田村 芙紗彦 (Tamura Fusahiko)
- 本名、望月和人。昭和31年9月22日静岡市にて出生。静岡東高校、同志社大学を卒業。2年間名古屋の山本人形に修行。その後静岡に帰省し、家業の人形屋を継承する。
- 1990年頃から静岡の見本市で「文部大臣賞」「通産大臣賞」を受賞、この頃より「田村芙紗彦」を名乗る。田村芙紗彦とは実は父親の小唄の芸名だった。初めは「宗達」と名乗っていたが、姓と名があったほうがよいということから、父親の小唄の芸名を拝借してしまって、現在に至っている。

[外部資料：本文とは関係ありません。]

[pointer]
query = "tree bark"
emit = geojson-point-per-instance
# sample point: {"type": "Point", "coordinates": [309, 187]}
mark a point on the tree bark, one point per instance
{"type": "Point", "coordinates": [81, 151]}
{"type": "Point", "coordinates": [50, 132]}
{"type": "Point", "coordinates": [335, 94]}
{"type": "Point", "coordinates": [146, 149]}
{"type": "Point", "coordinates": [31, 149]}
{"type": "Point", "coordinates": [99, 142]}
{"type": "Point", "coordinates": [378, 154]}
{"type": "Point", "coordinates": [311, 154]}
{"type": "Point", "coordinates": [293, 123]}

- 家業を継いだばかりは、形、造りにこだわりさまざまな改良を試行錯誤した。その後、型は結局京都の伝統的な型に行き着いた。そして今度はデザインに目を向け、古今東西あらゆる柄を研究し、オリジナルの柄を作り始めた。しかし、最後には色だということに気づき、平安時代の重ねの色目に重点を置くようになっていった。その過程で生まれたのが「いろはかるた」と言ってもいいだろう。現在も雛にかかわらず日本の伝統をいかに現代に甦らせ伝えていくか、日々研鑽の途中である。